Iba a continuar hablando, pero un sonido le hizo detenerse, arqueó las cejas, molesta. Le gustaría poder haber seguido hablando, pero Andrew descolgó el teléfono seguro, como si no le importara nada lo que quería decirle y enseguida supo que iba a estar un buen rato sin poder hablar, sabía cómo se podía alargar una llamada por trabajo.
—Sí, por supuesto... Lo entiendo ¿Hay violencia? —preguntó Andrew en un tono muy formal—. Podría verlo esta tarde... Sí, ahora estoy ocupado, pero dentro de media hora ya habré acabado.
Se colocó bien la corbata y no la estaba mirando. Eso también consiguió molestarla. Todo iba bien hasta ese momento.
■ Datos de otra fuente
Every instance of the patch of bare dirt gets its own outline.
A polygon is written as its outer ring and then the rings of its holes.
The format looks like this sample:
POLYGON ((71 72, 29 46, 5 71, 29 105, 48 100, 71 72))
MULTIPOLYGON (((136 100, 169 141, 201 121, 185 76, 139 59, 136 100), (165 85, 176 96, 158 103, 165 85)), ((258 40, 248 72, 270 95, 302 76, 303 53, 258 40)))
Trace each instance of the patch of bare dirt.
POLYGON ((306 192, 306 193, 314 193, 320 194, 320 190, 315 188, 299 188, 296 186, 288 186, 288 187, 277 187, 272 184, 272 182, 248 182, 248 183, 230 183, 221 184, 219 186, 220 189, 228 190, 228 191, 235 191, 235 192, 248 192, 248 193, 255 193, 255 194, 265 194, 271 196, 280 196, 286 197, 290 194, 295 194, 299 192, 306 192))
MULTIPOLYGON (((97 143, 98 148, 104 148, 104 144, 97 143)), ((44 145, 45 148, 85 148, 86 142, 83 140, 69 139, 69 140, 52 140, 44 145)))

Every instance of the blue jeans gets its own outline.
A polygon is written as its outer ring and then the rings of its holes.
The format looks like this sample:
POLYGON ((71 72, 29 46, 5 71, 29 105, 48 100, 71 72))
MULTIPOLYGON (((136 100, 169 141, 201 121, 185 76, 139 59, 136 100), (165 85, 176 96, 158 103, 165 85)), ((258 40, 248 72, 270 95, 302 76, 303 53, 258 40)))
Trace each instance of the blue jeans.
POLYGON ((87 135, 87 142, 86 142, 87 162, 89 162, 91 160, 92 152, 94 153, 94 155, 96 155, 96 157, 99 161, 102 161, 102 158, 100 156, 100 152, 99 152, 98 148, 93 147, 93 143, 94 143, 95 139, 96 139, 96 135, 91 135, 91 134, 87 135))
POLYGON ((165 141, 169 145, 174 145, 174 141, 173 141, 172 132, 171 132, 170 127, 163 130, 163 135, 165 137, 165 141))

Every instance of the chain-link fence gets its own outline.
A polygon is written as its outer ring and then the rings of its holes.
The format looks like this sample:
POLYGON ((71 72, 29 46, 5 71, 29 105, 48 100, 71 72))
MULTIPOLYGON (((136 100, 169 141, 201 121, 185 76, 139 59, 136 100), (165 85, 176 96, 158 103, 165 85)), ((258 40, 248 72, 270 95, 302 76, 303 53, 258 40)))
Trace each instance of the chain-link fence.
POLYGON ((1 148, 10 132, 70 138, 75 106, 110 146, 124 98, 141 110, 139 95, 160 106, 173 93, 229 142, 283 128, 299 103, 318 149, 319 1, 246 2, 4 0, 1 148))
Ella se llevó la copa de vino a los labios y bebió de forma lenta, tenía que encontrar la forma de distraerse, porque no tenía su móvil. Y también, porque la estaban grabando y esa vez si se estaba dando cuenta. Tenía un gran foco delante de la cara y veía a los cámaras moverse por el local.
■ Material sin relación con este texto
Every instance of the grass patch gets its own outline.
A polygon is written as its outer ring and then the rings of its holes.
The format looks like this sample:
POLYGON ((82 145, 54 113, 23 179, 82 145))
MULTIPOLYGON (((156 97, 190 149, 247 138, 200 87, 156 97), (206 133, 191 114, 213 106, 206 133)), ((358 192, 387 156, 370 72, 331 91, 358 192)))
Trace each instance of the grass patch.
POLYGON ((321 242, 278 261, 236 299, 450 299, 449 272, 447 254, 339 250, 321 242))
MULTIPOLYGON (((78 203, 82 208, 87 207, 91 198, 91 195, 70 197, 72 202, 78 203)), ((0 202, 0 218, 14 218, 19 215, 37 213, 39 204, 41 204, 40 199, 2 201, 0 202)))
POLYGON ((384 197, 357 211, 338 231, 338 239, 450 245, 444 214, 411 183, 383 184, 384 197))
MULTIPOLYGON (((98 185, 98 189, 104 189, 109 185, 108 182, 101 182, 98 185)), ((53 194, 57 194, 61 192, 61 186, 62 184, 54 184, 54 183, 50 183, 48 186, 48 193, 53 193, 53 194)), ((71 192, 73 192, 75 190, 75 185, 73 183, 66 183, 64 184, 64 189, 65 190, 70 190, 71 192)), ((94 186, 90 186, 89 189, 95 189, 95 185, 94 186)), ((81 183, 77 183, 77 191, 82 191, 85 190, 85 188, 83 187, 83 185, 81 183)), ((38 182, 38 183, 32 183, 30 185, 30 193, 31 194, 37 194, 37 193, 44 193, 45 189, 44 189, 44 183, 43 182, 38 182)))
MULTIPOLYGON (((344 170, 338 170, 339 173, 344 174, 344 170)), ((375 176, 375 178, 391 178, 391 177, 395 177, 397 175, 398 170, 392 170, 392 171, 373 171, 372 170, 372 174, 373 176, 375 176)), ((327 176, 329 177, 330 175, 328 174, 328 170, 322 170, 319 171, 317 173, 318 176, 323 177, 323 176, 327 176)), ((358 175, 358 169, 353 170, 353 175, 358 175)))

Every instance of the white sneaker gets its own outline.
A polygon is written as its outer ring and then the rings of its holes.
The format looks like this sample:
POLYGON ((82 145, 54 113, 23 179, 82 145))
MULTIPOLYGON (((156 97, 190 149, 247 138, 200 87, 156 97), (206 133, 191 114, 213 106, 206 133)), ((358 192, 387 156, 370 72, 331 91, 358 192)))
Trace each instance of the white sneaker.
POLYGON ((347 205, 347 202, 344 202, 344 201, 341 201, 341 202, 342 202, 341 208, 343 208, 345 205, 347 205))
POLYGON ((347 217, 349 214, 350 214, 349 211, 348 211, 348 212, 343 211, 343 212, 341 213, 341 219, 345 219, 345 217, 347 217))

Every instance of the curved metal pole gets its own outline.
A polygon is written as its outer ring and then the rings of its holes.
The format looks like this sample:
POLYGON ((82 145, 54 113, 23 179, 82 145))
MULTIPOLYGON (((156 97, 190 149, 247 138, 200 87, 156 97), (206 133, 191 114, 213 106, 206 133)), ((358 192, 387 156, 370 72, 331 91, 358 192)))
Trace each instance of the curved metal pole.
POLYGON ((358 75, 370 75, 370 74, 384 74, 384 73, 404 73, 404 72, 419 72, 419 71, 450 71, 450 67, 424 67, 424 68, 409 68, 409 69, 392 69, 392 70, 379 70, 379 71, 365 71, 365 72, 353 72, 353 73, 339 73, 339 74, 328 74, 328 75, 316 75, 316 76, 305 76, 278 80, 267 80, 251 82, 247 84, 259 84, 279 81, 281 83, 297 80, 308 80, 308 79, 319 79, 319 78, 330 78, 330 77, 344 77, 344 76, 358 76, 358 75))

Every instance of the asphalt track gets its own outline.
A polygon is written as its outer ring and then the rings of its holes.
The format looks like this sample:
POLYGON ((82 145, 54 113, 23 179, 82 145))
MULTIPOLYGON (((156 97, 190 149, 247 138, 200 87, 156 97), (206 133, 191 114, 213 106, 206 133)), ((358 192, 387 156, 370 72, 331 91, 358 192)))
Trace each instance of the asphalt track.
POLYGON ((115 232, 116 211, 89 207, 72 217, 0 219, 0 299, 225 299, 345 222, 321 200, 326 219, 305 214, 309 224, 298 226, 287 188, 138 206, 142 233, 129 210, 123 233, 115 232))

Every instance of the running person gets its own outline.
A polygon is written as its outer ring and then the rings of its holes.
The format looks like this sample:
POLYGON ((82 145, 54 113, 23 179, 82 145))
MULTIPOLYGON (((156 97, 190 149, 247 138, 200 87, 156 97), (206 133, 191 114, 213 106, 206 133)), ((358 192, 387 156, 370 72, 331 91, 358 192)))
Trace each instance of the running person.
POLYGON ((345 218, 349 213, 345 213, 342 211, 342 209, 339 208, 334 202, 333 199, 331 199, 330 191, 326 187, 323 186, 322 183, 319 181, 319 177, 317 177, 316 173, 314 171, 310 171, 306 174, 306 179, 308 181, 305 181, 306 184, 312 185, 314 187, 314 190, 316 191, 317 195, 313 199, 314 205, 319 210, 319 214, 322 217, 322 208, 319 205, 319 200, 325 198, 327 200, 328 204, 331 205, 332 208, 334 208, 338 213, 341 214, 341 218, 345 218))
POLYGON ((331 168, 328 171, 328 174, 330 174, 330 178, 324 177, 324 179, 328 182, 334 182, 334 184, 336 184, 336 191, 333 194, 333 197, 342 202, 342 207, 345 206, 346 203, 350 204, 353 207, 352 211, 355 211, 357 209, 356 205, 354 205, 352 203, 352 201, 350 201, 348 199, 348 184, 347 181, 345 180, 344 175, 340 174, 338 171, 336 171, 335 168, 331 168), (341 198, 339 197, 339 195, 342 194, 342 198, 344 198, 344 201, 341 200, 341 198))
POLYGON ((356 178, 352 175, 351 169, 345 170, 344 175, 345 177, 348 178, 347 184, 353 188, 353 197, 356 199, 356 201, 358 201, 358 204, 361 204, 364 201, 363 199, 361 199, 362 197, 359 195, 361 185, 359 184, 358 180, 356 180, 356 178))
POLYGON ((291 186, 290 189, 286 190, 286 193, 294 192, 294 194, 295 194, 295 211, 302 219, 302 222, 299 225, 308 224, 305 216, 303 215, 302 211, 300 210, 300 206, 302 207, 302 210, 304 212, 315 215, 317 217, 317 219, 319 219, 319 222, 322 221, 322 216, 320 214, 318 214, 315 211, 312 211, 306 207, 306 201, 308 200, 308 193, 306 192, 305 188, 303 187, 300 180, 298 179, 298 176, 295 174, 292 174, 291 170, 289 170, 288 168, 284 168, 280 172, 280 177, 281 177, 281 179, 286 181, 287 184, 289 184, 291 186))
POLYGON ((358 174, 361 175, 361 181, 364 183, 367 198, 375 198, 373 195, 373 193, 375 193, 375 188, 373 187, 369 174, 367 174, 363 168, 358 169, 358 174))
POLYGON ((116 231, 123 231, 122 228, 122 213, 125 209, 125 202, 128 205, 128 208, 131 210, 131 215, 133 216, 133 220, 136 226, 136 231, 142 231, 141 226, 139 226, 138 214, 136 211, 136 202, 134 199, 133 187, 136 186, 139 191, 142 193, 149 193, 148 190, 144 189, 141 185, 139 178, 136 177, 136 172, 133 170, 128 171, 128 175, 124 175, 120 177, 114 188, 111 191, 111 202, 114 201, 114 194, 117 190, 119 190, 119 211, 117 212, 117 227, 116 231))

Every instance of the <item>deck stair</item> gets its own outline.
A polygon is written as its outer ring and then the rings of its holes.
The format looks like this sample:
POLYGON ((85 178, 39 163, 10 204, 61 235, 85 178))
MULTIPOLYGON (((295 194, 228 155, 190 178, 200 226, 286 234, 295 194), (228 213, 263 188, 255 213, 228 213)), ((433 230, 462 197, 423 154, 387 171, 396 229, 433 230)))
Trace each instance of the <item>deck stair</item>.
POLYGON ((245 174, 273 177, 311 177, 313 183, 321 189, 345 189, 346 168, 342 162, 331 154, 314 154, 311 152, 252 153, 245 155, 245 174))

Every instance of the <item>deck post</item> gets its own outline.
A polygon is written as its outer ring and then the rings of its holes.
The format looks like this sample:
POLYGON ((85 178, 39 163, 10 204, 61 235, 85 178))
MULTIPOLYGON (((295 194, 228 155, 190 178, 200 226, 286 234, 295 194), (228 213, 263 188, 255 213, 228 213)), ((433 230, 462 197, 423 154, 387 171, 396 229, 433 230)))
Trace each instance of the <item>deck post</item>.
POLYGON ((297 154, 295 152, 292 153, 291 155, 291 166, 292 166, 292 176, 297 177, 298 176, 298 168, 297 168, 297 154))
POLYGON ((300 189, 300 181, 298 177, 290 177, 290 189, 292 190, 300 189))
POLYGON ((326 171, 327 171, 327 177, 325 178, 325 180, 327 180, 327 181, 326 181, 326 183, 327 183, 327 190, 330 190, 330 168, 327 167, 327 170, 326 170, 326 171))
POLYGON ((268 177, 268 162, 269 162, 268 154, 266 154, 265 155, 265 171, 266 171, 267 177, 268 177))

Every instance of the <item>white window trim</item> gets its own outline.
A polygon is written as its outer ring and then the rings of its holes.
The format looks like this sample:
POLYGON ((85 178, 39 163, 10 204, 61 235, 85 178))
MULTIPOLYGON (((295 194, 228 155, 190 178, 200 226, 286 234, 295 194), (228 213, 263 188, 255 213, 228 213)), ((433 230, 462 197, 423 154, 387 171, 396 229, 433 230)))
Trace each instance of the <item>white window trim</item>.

Ese trago la transportó de golpe al lugar donde se encontraba ayer. Ese vino no tenía nada que ver con la cerveza, ni tampoco con la hamburguesa y desde luego el hombre que tenía delante, no era Nate. Todo era distinto, le gustaba, pero a su misma vez, estaba extrañando la conexión que había adquirido con aquel chico de los tatuajes.
—Me parece interesante... Por supuesto, no es un caso fácil, pero necesito que la policía científica lo investigue antes... Solo quiero ganadores en mi equipo, ya lo sabes —continuaba Andrew y al decir la última frase, la miró, sonriendo.
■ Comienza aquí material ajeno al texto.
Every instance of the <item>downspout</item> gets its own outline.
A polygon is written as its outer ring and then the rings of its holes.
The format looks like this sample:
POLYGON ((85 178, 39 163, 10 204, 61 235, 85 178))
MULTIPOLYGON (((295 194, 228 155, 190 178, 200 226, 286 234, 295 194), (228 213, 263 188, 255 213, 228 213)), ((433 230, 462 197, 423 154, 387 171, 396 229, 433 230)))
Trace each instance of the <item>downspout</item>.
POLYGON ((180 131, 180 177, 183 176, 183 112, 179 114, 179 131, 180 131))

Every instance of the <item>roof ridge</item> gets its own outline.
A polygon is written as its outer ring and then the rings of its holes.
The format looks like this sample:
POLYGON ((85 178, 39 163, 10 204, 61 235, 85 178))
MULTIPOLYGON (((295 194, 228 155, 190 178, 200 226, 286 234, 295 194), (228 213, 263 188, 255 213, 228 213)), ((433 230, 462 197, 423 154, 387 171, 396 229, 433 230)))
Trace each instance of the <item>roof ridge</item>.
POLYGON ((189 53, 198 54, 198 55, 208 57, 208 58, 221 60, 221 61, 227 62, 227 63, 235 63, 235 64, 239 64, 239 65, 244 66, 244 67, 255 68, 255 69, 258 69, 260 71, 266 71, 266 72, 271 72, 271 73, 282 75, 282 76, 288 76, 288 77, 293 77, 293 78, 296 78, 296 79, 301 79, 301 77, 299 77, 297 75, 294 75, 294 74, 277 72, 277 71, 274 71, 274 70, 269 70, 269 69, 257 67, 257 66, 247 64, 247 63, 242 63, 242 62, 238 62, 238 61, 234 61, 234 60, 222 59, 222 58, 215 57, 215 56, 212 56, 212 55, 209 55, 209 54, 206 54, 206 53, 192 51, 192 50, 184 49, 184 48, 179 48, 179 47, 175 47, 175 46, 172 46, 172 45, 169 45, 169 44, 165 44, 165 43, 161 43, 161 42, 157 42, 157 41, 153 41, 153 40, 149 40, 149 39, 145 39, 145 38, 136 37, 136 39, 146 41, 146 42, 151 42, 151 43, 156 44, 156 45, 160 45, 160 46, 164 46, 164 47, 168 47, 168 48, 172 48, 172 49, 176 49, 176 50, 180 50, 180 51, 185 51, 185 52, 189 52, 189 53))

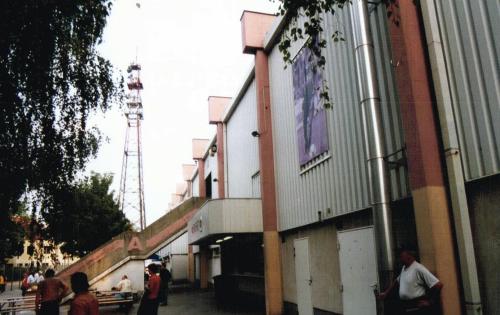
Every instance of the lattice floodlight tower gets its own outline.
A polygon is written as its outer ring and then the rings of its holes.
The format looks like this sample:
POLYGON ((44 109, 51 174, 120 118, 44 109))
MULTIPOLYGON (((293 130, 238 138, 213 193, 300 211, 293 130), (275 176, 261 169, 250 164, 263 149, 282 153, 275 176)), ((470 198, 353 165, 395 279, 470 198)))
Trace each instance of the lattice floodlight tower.
POLYGON ((123 164, 120 181, 120 209, 140 231, 146 227, 146 209, 144 207, 144 182, 142 171, 141 148, 141 121, 142 112, 141 90, 143 85, 140 79, 141 66, 135 62, 128 69, 127 107, 125 117, 127 129, 125 147, 123 150, 123 164))

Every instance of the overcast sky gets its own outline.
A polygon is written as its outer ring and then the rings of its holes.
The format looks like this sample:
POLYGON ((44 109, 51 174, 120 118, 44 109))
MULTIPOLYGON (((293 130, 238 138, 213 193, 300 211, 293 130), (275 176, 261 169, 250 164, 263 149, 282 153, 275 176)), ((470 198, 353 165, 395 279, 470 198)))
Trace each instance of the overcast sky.
MULTIPOLYGON (((144 83, 142 128, 146 221, 165 214, 184 163, 192 163, 191 139, 211 138, 209 95, 234 96, 253 56, 243 55, 243 10, 276 12, 269 0, 117 0, 100 47, 117 70, 135 59, 144 83), (136 3, 140 3, 140 9, 136 3)), ((125 117, 118 106, 93 119, 104 136, 87 170, 114 173, 118 194, 125 117)))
Fingió una sonrisa, indignada. Estaba intentando impresionarla. Era una frase que hubiera dicho su padre. Volvió a sujetar la copa de vino, dando un largo trago, esperando que el alcohol le hiciera esa media hora más amena. Fue más reveladora la llamada de teléfono, que la conversación que estaban teniendo. Andrew no era la persona indicada.
Se fijó de repente en la puerta del restaurante. Uno de los camareros la estaba abriendo y alzaba una ceja, extrañado. Fue inconfundible, otra vez, como si de un imán se tratara, no pudo apartar su vista de allí. Aún sin ver bien de quién se trataba, estando lejos de la entrada, sabía que era él. Una parte de ella deseaba que fuera cierto y a la otra, le aterrorizaba. Negó con la cabeza, llevándose el último trago de la bebida a la boca, tranquila. No podía estar allí.
Pero sus ojos se cruzaron de inmediato, y le vio guardando algo en su bolsillo, y sin quererlo, escupió el vino que tenía en la boca como si fuera una fuente. Empezó a disculparse, a pesar de que Andrew ni siquiera se había dado cuenta. Sujetó una servilleta y limpió la mesa, se sintió de repente intimidad.
«No puede ser», pensó.
Su mente volvió a divagar en los instantes que pasaron juntos la noche anterior. Aquellos besos recorriendo su piel. No podía sacarle los ojos de encima y temía que él se acercara como si nada. Ni siquiera sabía qué hacía allí. Vio como Nate se sentaba seguido del camarero que le tendió la carta con extrañeza. Le vio sonreír y después miró hacia delante, poniendo la espalda recta, tratando de hacer ver que no estaba allí.